Add launch-only property for project users #413
Conversation
|
surely an admin should always be able to do everything? (this is the definition of an admin I would say). Perhaps this could be the basis of a general discussion about more granular user permissions |
|
I am thinking of using Semaphore in a project. But, the restriction is that I will be deploying Semaphore in a different team's infra(with help from their admin/devops). They won't be happy if I have the ability to run/edit/update everything. But with this feature, I can have limited access and push only the changes I am authorized to do. Their admins will be happy with the control, and I will have only as much access as i need(run tasks/playbooks). |
|
I totally hear your use case here, and i agree that it would be good to have, the question is if we put just this in now (as it touches a lot of files) or we try to look at a more fully featured and granular permissions system that will allow us to go deeper with permissions in future. |
|
We need to invest in the more clear solution. This was a kind of dirty hack because I had no time for the proper solution. But currently, the project had active maintainers and we can do it much better.
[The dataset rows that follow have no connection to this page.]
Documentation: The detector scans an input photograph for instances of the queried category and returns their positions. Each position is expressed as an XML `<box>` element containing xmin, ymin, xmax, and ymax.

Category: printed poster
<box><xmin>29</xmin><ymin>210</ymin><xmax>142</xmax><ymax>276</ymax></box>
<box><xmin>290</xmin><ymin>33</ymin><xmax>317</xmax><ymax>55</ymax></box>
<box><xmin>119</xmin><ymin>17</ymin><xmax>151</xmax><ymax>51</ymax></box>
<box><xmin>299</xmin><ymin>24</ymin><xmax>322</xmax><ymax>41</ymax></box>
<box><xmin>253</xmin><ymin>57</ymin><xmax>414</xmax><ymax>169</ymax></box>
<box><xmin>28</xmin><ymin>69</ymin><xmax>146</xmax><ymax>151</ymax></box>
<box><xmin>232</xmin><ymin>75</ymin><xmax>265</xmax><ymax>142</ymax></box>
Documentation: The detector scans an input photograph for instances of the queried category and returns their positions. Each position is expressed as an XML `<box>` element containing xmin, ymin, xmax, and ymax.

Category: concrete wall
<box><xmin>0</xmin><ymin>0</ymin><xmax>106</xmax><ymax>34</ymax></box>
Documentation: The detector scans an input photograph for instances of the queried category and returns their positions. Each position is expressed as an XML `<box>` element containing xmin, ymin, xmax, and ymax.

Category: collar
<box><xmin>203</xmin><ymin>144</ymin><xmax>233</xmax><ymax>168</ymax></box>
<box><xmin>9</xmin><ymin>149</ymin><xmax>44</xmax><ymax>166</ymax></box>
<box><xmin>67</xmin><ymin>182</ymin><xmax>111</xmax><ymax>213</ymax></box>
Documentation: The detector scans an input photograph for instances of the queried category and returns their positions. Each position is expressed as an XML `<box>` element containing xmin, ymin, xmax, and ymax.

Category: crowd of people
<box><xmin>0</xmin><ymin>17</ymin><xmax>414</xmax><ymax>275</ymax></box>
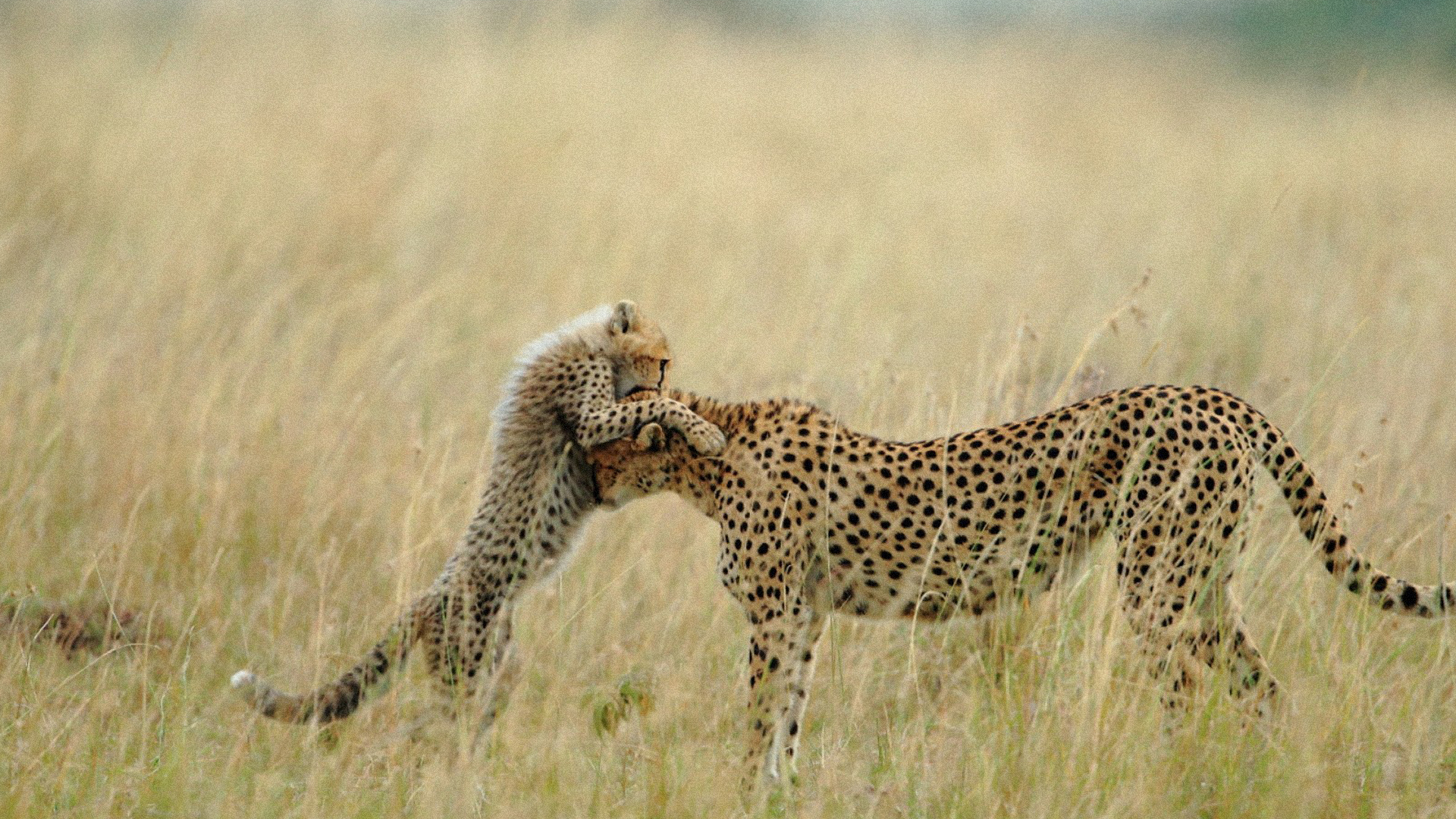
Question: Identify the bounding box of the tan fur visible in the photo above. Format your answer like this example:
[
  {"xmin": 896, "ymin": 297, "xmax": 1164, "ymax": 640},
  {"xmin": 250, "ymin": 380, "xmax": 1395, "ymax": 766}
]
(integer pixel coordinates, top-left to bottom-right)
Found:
[
  {"xmin": 233, "ymin": 302, "xmax": 723, "ymax": 736},
  {"xmin": 587, "ymin": 386, "xmax": 1456, "ymax": 781}
]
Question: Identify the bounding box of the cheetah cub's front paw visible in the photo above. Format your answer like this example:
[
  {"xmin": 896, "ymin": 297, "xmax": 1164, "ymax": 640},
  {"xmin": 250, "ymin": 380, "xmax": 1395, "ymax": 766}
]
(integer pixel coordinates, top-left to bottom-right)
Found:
[{"xmin": 687, "ymin": 421, "xmax": 728, "ymax": 455}]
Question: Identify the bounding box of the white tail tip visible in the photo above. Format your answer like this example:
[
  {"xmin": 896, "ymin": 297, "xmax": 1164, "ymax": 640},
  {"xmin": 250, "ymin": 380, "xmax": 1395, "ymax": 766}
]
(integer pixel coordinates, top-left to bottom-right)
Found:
[{"xmin": 233, "ymin": 670, "xmax": 258, "ymax": 699}]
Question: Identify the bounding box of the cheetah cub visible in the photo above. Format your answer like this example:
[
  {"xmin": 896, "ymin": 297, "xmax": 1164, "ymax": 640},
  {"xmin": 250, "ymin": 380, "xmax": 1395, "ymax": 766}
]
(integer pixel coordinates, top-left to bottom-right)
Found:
[{"xmin": 231, "ymin": 302, "xmax": 723, "ymax": 739}]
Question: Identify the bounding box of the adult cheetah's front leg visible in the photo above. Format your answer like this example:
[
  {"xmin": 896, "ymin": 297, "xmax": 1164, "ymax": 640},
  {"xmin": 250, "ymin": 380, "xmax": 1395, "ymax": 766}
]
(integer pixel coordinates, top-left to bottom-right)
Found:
[{"xmin": 742, "ymin": 587, "xmax": 824, "ymax": 791}]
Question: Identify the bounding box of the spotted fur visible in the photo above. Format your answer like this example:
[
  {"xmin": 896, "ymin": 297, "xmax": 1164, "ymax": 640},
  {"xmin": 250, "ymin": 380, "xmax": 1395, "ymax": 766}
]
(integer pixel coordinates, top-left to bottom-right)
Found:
[
  {"xmin": 233, "ymin": 302, "xmax": 723, "ymax": 735},
  {"xmin": 587, "ymin": 386, "xmax": 1456, "ymax": 781}
]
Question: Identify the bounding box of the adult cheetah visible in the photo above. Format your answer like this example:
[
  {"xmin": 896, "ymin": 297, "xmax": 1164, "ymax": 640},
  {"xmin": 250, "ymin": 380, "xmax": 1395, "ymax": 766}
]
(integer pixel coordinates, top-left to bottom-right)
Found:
[
  {"xmin": 587, "ymin": 386, "xmax": 1456, "ymax": 781},
  {"xmin": 233, "ymin": 302, "xmax": 723, "ymax": 737}
]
I think this is the good milestone for 2.6 or 2.7. |
|
I'm going to close this PR then and we can use #344 as the issue to deal with this in a more fully featured way |
Fix for #344
The solution may be not ideal - I just added separate
launch_onlyproperty, so the user may have project admin rights and not be able to edit task templates. :)On the other hand, this is may be useful to prevent accidental editing/deletion of templates (project admin can add/remove launch_only property for himself).
Also (please, move it to separate issue, if needed) we need to rewrite
system userorproject usercode. Currently, they contain a similar logic (admin and ordinary user UI, various rights checks), but a very different implementation.